Hi, look at that cover. The title alone intrigued me enough to want to red Jen Violi's debut, but that cover? I love it! Jen's here to share the Cover Story:
"I did indeed have my own cover idea, and revealing that will also reveal why I’m a writer and not a designer.
"So, when I was little, my parents had quite a record collection, and I loved listening to so many of them, from The King and I soundtrack to Vicki Carr or Frank Sinatra or, my absolute favorite: Aunt Carmela’s Italian Favorites. So many gems on there, my favorites from Lou Monte. And the cover, priceless. Which of course I have to show you here. Please note the fabulousness of Aunt Carmela, right.
"Believe it or not, as I was writing Putting Makeup on Dead People, I had a distinct vision for the cover to feature Aunt Carmela. As an enlivened corpse. Basically, my vision involved Aunt Carmela, sitting much like she is on the chaise lounge on the album cover, but instead, on a coroner’s metal slab, with a white sheet draped over her body, sitting up and grinning out at us. Why, one might wonder, would I think that was a good idea?
"Well, I have a great love for old Italian music, so there’s that. Also, I thought it would be hilarious.
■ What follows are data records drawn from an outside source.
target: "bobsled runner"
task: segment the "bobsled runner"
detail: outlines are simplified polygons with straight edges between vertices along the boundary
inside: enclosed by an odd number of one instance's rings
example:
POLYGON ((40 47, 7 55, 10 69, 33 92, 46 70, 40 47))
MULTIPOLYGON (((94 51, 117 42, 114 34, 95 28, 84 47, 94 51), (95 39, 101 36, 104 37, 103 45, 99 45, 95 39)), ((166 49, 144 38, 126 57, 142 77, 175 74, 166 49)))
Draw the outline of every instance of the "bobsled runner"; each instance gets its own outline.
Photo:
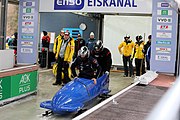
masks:
POLYGON ((78 112, 90 100, 108 94, 108 83, 108 72, 98 78, 96 84, 90 79, 75 78, 62 87, 51 101, 40 103, 40 107, 51 110, 54 114, 78 112))

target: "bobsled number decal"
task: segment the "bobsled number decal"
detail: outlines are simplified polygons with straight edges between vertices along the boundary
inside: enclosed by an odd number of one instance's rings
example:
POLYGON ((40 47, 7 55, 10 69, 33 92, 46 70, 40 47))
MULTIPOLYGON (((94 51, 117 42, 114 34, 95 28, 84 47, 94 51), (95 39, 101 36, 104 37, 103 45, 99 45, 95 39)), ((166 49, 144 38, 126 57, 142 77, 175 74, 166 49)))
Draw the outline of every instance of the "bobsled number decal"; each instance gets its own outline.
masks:
POLYGON ((84 0, 54 0, 54 10, 81 10, 84 0))

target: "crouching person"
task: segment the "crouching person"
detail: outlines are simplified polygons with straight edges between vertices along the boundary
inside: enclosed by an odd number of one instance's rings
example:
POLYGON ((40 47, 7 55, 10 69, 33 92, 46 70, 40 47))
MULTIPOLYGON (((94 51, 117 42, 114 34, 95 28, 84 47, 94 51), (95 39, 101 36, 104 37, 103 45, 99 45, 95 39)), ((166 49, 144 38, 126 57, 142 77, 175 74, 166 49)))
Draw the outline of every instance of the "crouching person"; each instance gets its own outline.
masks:
POLYGON ((90 51, 86 46, 81 47, 78 51, 78 57, 74 59, 71 65, 73 77, 92 79, 96 84, 96 79, 99 77, 101 67, 96 59, 90 56, 90 51), (76 73, 76 68, 79 74, 76 73))

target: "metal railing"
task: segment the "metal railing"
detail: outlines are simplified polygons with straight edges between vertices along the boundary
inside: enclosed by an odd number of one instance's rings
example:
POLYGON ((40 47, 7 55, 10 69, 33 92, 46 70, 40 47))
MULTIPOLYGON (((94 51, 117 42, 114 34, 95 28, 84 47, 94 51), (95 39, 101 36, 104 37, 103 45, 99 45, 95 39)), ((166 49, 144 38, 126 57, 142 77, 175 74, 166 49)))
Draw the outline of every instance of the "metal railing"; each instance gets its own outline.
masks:
POLYGON ((180 120, 180 77, 160 99, 146 120, 180 120))

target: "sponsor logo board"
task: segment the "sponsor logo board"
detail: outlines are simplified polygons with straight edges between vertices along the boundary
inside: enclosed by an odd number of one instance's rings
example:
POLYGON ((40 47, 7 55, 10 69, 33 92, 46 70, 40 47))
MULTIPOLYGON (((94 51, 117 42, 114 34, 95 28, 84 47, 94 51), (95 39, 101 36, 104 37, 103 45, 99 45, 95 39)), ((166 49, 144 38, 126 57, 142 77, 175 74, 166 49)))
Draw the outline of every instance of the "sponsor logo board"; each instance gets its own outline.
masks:
POLYGON ((21 53, 33 53, 33 48, 21 48, 21 53))
POLYGON ((157 38, 171 38, 172 33, 166 33, 166 32, 157 32, 156 33, 157 38))
POLYGON ((156 41, 157 45, 171 45, 171 41, 156 41))
POLYGON ((23 6, 24 7, 34 7, 35 6, 35 2, 31 2, 31 1, 23 2, 23 6))
POLYGON ((34 38, 34 36, 33 35, 28 35, 28 34, 23 34, 22 36, 21 36, 21 39, 24 39, 24 40, 32 40, 34 38))
POLYGON ((170 53, 171 52, 171 48, 156 47, 156 52, 157 53, 170 53))
POLYGON ((172 25, 157 25, 157 30, 172 30, 172 25))
POLYGON ((33 42, 30 42, 30 41, 21 41, 21 45, 22 46, 32 46, 33 42))
POLYGON ((23 8, 23 13, 34 13, 34 8, 23 8))
POLYGON ((168 2, 158 2, 157 6, 158 8, 170 8, 170 5, 168 2))
POLYGON ((54 10, 81 10, 84 0, 54 0, 54 10))
POLYGON ((22 20, 34 20, 34 15, 22 15, 22 20))
POLYGON ((34 33, 34 28, 22 28, 22 33, 34 33))
POLYGON ((169 55, 156 55, 157 61, 171 61, 171 56, 169 55))
POLYGON ((157 10, 157 15, 172 15, 172 10, 157 10))
POLYGON ((172 23, 172 18, 157 17, 157 23, 172 23))
POLYGON ((34 26, 34 22, 31 22, 31 21, 22 22, 22 26, 33 27, 34 26))

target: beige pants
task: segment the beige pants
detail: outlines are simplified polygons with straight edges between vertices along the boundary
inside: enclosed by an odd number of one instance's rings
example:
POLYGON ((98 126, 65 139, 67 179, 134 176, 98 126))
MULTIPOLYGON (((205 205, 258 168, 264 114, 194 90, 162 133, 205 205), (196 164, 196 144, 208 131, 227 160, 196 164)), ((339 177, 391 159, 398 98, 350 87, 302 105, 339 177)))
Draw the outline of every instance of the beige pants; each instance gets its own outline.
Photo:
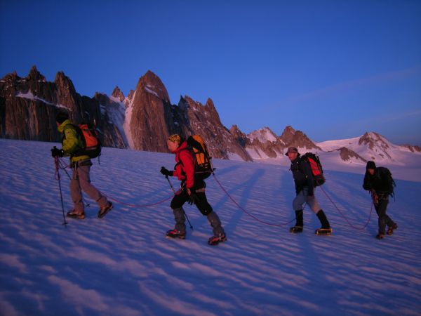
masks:
POLYGON ((73 169, 73 176, 70 180, 70 195, 76 213, 84 211, 82 190, 95 201, 100 207, 105 206, 108 203, 107 198, 91 183, 90 170, 91 166, 80 166, 73 169))

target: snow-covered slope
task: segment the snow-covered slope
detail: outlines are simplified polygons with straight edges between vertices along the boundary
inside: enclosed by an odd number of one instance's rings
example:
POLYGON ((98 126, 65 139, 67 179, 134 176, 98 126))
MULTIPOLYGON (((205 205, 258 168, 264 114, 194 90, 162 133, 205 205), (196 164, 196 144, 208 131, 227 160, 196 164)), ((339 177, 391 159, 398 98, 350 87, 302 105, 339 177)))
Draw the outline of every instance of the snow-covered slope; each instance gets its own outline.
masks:
MULTIPOLYGON (((0 315, 392 315, 421 310, 420 178, 396 179, 388 213, 399 228, 379 241, 374 238, 377 216, 361 188, 363 166, 358 174, 343 166, 340 172, 331 171, 334 162, 325 164, 327 181, 316 194, 334 233, 314 235, 319 223, 306 209, 305 231, 296 235, 288 230, 295 191, 286 158, 279 164, 215 159, 216 178, 254 217, 208 178, 209 202, 228 236, 226 243, 211 247, 206 244, 209 224, 194 207, 185 206, 194 230, 188 230, 185 240, 168 240, 163 234, 173 225, 169 201, 140 205, 171 197, 159 171, 173 166, 171 154, 104 148, 91 180, 113 199, 114 209, 100 220, 95 202, 87 198, 87 218, 62 225, 50 156, 53 145, 0 139, 0 315)), ((399 170, 404 169, 392 171, 399 170)), ((67 210, 72 206, 69 180, 62 171, 60 175, 67 210)))
POLYGON ((413 152, 406 146, 394 145, 377 133, 366 133, 360 137, 328 140, 317 143, 316 145, 326 152, 346 147, 366 160, 374 160, 377 164, 421 165, 421 152, 413 152))
POLYGON ((250 142, 253 142, 254 139, 257 139, 262 144, 267 141, 276 142, 277 138, 276 136, 269 127, 264 127, 263 129, 254 131, 248 134, 247 137, 250 139, 250 142))

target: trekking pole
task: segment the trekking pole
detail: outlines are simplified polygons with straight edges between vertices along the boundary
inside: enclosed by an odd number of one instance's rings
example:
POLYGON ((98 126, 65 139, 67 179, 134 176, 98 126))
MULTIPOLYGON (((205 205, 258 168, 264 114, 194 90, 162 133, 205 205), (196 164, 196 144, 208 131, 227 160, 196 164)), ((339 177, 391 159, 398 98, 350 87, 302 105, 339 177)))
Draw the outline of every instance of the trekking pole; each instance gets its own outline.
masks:
POLYGON ((63 223, 62 225, 64 225, 65 228, 67 228, 67 226, 66 226, 67 225, 67 223, 66 223, 66 216, 65 216, 65 205, 63 204, 63 195, 62 193, 62 190, 61 190, 61 183, 60 181, 60 171, 58 170, 58 157, 54 157, 54 161, 55 162, 55 172, 57 173, 57 179, 58 180, 58 188, 60 189, 60 199, 61 201, 61 204, 62 204, 62 210, 63 211, 63 223))
MULTIPOLYGON (((165 176, 167 180, 168 180, 168 183, 170 184, 170 187, 171 187, 171 190, 173 190, 173 192, 174 192, 174 194, 175 194, 175 190, 174 190, 174 187, 173 186, 173 184, 171 183, 171 181, 170 181, 170 179, 168 178, 168 176, 165 176)), ((192 225, 192 223, 190 223, 190 220, 189 220, 189 217, 187 216, 187 214, 186 214, 186 211, 184 210, 184 209, 182 207, 181 209, 182 210, 182 212, 185 213, 185 216, 186 216, 186 219, 187 220, 187 222, 189 222, 189 225, 190 225, 190 229, 192 230, 193 230, 193 226, 192 225)))

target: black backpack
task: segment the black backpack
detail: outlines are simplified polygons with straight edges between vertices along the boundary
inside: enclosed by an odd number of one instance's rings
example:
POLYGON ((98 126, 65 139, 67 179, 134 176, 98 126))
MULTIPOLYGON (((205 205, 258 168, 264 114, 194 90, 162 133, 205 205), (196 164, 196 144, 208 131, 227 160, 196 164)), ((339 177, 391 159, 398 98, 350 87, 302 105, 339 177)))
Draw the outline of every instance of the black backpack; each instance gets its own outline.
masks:
POLYGON ((396 186, 396 184, 392 177, 392 173, 390 172, 390 170, 386 167, 377 167, 376 172, 377 173, 382 182, 385 183, 385 187, 387 187, 387 191, 386 193, 393 197, 394 196, 394 187, 396 186))
POLYGON ((301 155, 301 159, 305 160, 310 165, 312 173, 313 174, 314 185, 318 187, 326 182, 323 175, 323 168, 320 163, 319 156, 313 152, 306 152, 301 155))

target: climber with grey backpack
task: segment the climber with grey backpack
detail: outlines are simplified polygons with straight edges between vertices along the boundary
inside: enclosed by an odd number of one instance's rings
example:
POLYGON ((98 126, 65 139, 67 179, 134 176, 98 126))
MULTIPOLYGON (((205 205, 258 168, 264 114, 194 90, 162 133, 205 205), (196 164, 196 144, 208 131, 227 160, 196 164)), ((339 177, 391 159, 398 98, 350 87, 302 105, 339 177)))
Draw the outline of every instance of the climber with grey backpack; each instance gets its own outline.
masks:
POLYGON ((397 224, 386 214, 389 196, 394 196, 395 186, 392 173, 387 168, 377 167, 373 161, 367 162, 363 187, 371 194, 374 208, 379 216, 379 230, 376 235, 378 239, 382 239, 386 235, 392 235, 394 230, 398 228, 397 224))

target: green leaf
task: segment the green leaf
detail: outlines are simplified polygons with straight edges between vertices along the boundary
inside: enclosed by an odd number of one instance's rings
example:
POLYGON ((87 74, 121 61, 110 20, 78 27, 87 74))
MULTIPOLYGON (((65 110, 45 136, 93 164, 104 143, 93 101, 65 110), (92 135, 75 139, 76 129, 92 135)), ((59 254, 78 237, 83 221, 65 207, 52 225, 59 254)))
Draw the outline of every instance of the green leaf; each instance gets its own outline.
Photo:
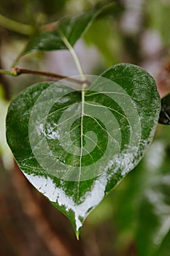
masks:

For me, Putting Makeup on Dead People is as much about the joy as the pain, about finding humor in unexpected or perhaps inappropriate places. And last, but not least, that album always makes me smile and calls up fun childhood memories of singing with my dad, to whom the book is dedicated.
"All of that, of course, is really personal to me, but I think that what great book covers do is welcome others into the story. So although Aunt Carmela amuses me, I think she might perplex or even perhaps alarm a potential reader, which falls into the not so welcoming category.
"When I saw the real cover, I thought it was gorgeous. I'm pretty sure I cried. I thought it looked like springtime—so, so pretty. I tend to be more of a red and turquoise kind of girl and probably never would have picked pink as a focal color, but I’m so glad Tanya Ross-Hughes did and so grateful for her work. This is Donna’s (the main character in PMODP) cover, truly, and it has been the same since the beginning. I think Tanya knocked it out of the park right away, and since the book came out, many readers have told me how much they love that cover.
"I feel like it’s a breath of spring, that first breath you can get after a long winter, when the air is just a little warmer, but still cold enough that it’s a little bracing. There’s something cool about those lips, the icy pink, but also something promising warmth with the unfurling lilies. Putting Makeup on Dead People is all about finding new life after a long time of darkness and cold and quiet. It’s also about a young woman blossoming into herself, the beauty that can be present in death, and life and death as intricately linked, and I think the cover reflects all of that exquisitely."
YES! That last paragraph puts my own thoughts into words more eloquent than I could muster. What do you guys think?